I have a heart for veterans, but I can’t say that I’ve always understood them. Today, I may have come closer to understanding them.

My stepdad (a veteran) had finished a tin of Earl Grey Tea. I saw the tin and noticed it had a scene from Alice in Wonderland on it. I mentioned to him that it was cute, and he gave me the tin:

Alice in Wonderland has been a significant story for me. Just like Alice, I chased a White Rabbit (philosophy), and also like her, following that path, for me, led me into a story of madness, political weirdness, near death, and confusion. Also like Alice, I find myself no longer down the rabbit hole. Yet, the experience changed me forever.

When I was more ill, the story of Alice in Wonderland brought up sick feelings. After all, I was still down the rabbit hole, growing in size (psychotically) and trying my best in a unknown world.

I also have a T Shirt of Alice in Wonderland (just because I liked the story when I was young and was fascinated with Lewis Carroll). After I noticed the tea tin didn’t bother me, I decided to put on my shirt to see how it felt. Previously, it only brought up feeling similar to PTSD.

That’s when I understood prisoners of war (POWs).

Frequently, when I go to the grocery store, I see veterans wearing things that show their service. I never understood, though, why a POW would want to wear a hat that said ‘POW’. Why remember that horrific thing?

All along my path of healing, I have taken selfies of my progress. As I change mentally, so does my physical appearance. I have tried different clothes, different hairstyles, makeup, and so on. I have changed physically. My general mental state has changed. Last year, I took a selfie every time I noticed a mental health improvement. (That was a lot of selfies!)

Today, I had my best friend, Jason Frazier (Choctaw), take a photo of me in my Alice in Wonderland shirt because it felt very different, the way I imagine a POW feels wearing a POW hat. What it meant to me was exactly this:

  1. I was there.
  2. I survived.
  3. No one should be there.
  4. I’m trying to never go back.
  5. I remember.

After reflection, I changed all my social media and website photos to this one picture. I don’t know if I’ll keep it forever that way, but it’s that way for now.
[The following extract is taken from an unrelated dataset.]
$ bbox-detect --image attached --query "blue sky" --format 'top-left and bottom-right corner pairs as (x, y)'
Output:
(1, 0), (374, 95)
I don’t look perfect and pretty in it. It’s not a professional photo that markets me as a perfect product. I probably won’t get many men in my DMs for it (thankfully). But it shows just who I am, where I’ve been, what I’m made of, that I didn’t harden or give in, and how I feel comfortable looking and dressing now, at this moment.

Just like, I guess, a POW at the grocery store.